Le café Pouchkine s’est associé avec les équipes de Ducasse Conseil «pour être certain d’avoir les meilleurs fournisseurs». Malgré cette quête d’excellence, le restaurant propose ses plats et pâtisseries à des tarifs raisonnables, au vu du cadre…

«Le but d’ouvrir ce café Pouchkine Place de la Madeleine, ce n’était pas devenir richissime et gagner beaucoup d’argent avec ce restaurant. On mange ici pour le même prix qu’une brasserie parisienne, mais dans un cadre totalement différent», explique le PDG.

Il faut dire que l’emplacement draine un grand nombre de visiteurs quotidiens, notamment des touristes, ce qui permet au restaurant de se rattraper sur les volumes… Armez-vous de patience si vous souhaitez déguster quelques spécialités russes.

Un concept qui s’exporte

En tout cas, le succès du Café Pouchkine en France ne se dément pas, avec ses trois «Pouchkinettes» situées boulevard Hausmann, au Caroussel du Louvre et dans le Sentier. De prochaines ouvertures sont d’ailleurs prévues au Moyen-Orient.

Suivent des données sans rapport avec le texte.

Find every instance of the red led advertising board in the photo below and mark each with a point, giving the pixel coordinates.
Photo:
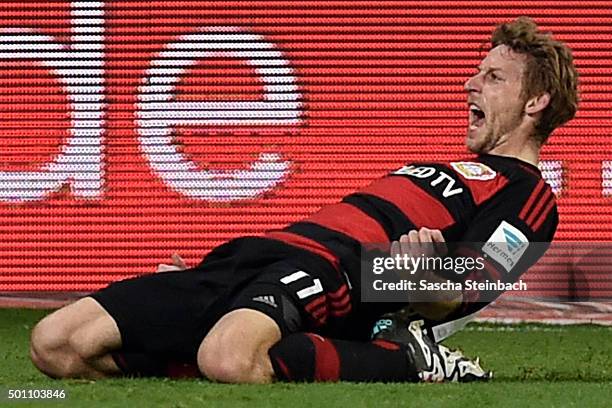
(131, 130)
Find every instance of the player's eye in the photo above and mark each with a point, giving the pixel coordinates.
(495, 77)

«Nous avons signé deux contrats de licence puisque la marque est très demandée. Un avec Riyad, en Arabie saoudite, un autre avec le Qatar […] Nous allons ouvrir à Dubaï, puis au Koweït. Bien évidemment en parallèle, nous menons nos discussions de travaux sur des jalons européens et l’Australie.»

Malgré cet engouement, la maison Dellos souhaite maîtriser son image de marque.

«Nous refusons énormément de demandes de licences, parce que l’on préfère réaliser les choses à notre rythme pour bien les faire, comme on a essayé de le faire ici [à Paris, ndlr]» conclut Stéphane Jitiaux.